5. Il résulte du règlement de la consultation pour la fourniture de conteneurs frigorifiques à la direction de l'agriculture de la Polynésie française, en particulier de l'article 2 de ce règlement, que ledit marché alloti à bons de commande ne fixe pas de minimum mais prévoit un maximum de 35 millions F CFP hors-taxes par lot susceptible d'être commandé au cours de la période de validité du marché. Il s'ensuit que dès lors que le besoin identifié était égal au seuil de 35 millions de F CFP hors-taxes, l'acheteur public ne pouvait recourir à la procédure adaptée pour le satisfaire. Dans ces conditions, et alors même que l'offre présentée par la société requérante était inférieure au seuil précité de 35 000 000 F CFP, la Polynésie française ne pouvait pas légalement recourir à la procédure adaptée. Par suite, la société requérante n'est pas fondée à soutenir qu'en retenant ce motif pour déclarer sans suite le marché auquel elle avait soumissionné, la Polynésie française ne s'est pas fondée sur un motif d'intérêt général.

6. La société requérante soutient en dernier lieu que la décision de la Polynésie française est entachée d'un détournement de pouvoir, était en réalité liée à son refus de donner suite à une demande de garantie dans le cadre d'un autre marché de fournitures. Toutefois, ainsi qu'il a été dit au point précédent, la Polynésie française ne pouvait pas légalement recourir à une procédure adaptée pour ce marché. En outre et en tout état de cause, la société requérante n'établit pas, par les pièces qu'elle produit, le détournement allégué.

7. Il résulte de tout ce qui précède que les conclusions à fin d'annulation présentées par la société Technofroid doivent être rejetées.

Sur les conclusions indemnitaires :

8. En renonçant, ainsi qu'il a été dit au point 5, pour un motif d'intérêt général à conclure le marché, la Polynésie française n'a commis aucune illégalité constitutive d'une faute de nature à engager sa responsabilité. Par suite, la société requérante n'est pas fondée à demander à être indemnisée de son manque à gagner.

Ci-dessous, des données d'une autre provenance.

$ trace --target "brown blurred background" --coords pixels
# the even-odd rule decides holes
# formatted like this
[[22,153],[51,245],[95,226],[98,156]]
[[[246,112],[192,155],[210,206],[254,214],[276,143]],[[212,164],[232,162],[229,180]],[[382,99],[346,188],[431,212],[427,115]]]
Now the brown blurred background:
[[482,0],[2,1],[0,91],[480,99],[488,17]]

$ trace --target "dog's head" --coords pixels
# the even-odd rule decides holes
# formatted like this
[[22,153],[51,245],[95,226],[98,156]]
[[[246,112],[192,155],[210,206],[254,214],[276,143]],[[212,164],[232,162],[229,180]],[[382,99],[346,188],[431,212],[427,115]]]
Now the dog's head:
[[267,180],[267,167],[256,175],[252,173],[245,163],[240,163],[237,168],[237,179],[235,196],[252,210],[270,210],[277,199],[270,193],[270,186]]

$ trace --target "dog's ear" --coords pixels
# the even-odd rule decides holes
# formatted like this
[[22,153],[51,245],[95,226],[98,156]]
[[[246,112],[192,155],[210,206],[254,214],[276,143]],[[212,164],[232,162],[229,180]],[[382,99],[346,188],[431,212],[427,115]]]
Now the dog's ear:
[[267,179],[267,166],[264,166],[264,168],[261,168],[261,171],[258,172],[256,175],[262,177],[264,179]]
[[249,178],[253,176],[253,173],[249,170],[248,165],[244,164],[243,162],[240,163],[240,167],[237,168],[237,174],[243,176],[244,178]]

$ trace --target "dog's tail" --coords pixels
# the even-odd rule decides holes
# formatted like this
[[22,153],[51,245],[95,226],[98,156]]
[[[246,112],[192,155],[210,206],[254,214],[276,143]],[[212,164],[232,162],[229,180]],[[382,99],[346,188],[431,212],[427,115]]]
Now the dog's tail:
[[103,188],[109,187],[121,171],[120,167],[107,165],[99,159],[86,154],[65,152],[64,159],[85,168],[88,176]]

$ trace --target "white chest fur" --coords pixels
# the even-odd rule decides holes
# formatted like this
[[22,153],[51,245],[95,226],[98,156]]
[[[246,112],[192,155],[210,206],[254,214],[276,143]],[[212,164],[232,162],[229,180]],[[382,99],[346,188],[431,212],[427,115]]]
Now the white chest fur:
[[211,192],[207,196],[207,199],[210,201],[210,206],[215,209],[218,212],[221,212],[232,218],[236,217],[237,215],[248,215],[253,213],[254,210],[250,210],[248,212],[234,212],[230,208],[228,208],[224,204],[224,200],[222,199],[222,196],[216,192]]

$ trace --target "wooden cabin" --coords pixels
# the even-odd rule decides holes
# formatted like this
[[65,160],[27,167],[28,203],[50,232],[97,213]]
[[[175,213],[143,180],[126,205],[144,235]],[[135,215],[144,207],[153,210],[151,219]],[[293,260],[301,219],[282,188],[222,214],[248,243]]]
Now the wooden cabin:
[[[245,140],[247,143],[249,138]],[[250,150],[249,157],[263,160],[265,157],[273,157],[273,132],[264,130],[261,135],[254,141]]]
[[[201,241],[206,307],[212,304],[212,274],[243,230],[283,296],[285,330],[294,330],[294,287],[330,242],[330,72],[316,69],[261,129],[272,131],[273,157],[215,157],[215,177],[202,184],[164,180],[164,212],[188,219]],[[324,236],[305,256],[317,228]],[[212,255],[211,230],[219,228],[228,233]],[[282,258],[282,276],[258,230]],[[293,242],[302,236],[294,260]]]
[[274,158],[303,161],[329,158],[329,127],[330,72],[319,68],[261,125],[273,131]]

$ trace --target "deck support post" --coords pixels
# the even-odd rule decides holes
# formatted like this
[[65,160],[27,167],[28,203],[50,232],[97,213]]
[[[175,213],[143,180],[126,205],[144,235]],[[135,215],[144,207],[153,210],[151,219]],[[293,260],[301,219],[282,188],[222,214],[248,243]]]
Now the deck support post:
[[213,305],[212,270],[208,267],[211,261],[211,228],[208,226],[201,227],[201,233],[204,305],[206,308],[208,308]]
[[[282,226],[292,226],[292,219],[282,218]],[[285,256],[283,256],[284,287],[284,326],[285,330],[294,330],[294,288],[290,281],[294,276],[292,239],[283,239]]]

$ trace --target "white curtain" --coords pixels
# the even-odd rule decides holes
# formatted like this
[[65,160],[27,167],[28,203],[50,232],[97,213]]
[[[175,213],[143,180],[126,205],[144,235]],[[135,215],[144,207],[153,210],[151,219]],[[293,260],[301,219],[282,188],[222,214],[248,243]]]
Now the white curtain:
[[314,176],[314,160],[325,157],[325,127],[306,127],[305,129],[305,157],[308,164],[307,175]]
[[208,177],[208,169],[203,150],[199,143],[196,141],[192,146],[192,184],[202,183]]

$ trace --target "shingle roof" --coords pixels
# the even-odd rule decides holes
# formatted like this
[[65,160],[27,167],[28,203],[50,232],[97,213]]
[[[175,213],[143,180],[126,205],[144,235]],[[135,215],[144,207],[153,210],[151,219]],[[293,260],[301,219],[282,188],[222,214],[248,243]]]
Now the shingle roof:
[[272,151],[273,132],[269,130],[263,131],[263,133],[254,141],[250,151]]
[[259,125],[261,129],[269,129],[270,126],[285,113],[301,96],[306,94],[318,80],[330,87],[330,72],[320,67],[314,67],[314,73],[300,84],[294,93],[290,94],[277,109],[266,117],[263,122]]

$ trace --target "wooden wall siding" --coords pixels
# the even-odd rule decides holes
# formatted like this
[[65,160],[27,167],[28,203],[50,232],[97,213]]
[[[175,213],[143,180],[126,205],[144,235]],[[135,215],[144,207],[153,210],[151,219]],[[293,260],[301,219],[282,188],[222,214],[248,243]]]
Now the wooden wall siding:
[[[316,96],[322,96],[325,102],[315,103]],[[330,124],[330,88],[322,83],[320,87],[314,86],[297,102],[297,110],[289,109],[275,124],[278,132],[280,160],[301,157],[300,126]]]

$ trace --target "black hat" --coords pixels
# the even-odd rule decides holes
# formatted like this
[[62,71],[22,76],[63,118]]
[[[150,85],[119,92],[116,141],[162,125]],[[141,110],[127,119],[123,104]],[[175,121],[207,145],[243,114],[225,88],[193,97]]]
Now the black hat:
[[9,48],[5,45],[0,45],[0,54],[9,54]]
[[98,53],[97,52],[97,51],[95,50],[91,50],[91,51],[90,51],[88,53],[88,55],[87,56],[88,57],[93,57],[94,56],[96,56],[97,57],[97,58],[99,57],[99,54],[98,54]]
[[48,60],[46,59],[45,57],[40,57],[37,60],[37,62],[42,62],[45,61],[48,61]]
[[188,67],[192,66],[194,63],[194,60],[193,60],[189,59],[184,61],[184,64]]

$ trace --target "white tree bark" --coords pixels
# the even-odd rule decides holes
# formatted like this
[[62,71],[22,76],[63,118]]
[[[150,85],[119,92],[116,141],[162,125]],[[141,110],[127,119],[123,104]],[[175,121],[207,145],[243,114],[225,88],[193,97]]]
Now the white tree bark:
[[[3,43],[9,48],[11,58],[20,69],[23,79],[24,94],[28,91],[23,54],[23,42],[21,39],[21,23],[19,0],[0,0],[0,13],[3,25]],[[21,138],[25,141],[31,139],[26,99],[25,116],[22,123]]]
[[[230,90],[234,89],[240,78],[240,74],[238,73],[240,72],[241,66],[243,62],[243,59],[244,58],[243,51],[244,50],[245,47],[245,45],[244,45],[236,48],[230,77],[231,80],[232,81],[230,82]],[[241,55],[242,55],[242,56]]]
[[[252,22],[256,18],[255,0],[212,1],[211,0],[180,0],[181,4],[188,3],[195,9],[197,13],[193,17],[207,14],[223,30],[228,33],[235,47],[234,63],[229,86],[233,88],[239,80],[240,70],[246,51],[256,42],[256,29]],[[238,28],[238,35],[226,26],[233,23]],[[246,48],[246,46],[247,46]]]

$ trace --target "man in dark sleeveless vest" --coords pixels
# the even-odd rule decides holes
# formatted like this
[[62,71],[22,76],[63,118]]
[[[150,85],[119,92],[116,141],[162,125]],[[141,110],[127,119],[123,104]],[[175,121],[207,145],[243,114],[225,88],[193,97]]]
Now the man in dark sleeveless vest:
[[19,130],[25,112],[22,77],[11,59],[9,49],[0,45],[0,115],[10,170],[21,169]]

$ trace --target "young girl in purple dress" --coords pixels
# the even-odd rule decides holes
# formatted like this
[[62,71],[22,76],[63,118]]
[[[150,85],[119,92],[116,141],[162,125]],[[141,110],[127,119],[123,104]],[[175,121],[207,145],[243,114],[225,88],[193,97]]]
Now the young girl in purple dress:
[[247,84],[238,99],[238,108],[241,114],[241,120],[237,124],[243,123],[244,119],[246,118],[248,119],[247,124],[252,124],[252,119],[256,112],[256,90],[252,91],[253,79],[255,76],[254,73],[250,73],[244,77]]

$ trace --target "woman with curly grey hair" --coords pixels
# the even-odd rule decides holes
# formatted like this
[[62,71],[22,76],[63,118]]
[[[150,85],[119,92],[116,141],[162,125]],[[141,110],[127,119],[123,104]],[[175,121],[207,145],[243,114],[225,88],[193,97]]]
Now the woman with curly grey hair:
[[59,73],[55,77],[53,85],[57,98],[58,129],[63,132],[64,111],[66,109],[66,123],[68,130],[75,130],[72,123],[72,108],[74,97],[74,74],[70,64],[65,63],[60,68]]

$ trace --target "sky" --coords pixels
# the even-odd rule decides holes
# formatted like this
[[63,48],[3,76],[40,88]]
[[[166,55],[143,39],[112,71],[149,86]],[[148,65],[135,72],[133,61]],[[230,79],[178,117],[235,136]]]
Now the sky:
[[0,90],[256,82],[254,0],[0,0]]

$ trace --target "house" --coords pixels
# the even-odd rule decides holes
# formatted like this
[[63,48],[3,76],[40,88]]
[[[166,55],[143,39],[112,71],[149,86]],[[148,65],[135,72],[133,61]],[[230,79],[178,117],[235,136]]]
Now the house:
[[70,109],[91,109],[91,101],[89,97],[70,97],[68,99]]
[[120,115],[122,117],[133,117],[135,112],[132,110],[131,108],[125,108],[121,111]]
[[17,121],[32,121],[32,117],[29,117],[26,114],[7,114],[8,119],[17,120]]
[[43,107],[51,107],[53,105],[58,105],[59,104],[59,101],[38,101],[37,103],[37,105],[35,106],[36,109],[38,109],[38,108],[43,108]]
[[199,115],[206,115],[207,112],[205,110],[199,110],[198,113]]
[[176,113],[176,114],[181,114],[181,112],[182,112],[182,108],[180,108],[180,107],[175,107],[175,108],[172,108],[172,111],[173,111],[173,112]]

Sur les conclusions au titre de l'article L. 761-1 du code de justice administrative :

9. Les dispositions de l'article L. 761-1 du code de justice administrative font obstacle à ce qu'une somme soit mise à la charge de la Polynésie française, qui n'est pas la partie perdante à la présente instance, au titre des frais exposés par la société Technofroid et non compris dans les dépens.

D E C I D E :

Article 1er : La requête présentée par la société Technofroid est rejetée.

Article 2 : Le présent jugement sera notifié à SARL Technofroid et à la Polynésie française.

Délibéré après l'audience du 26 septembre 2023, à laquelle siégeaient :

M. Devillers, président,

M. Graboy-Grobesco, premier conseiller,

M. Boumendjel, premier conseiller.

Rendu public par mise à disposition au greffe le 10 octobre 2023.

Le rapporteur,

M. Boumendjel

Le président,

P. Devillers La greffière,

D. Germain

La République mande et ordonne au haut-commissaire de la République en Polynésie française en ce qui le concerne ou à tous commissaires de justice à ce requis en ce qui concerne les voies de droit commun contre les parties privées, de pourvoir à l'exécution de la présente décision.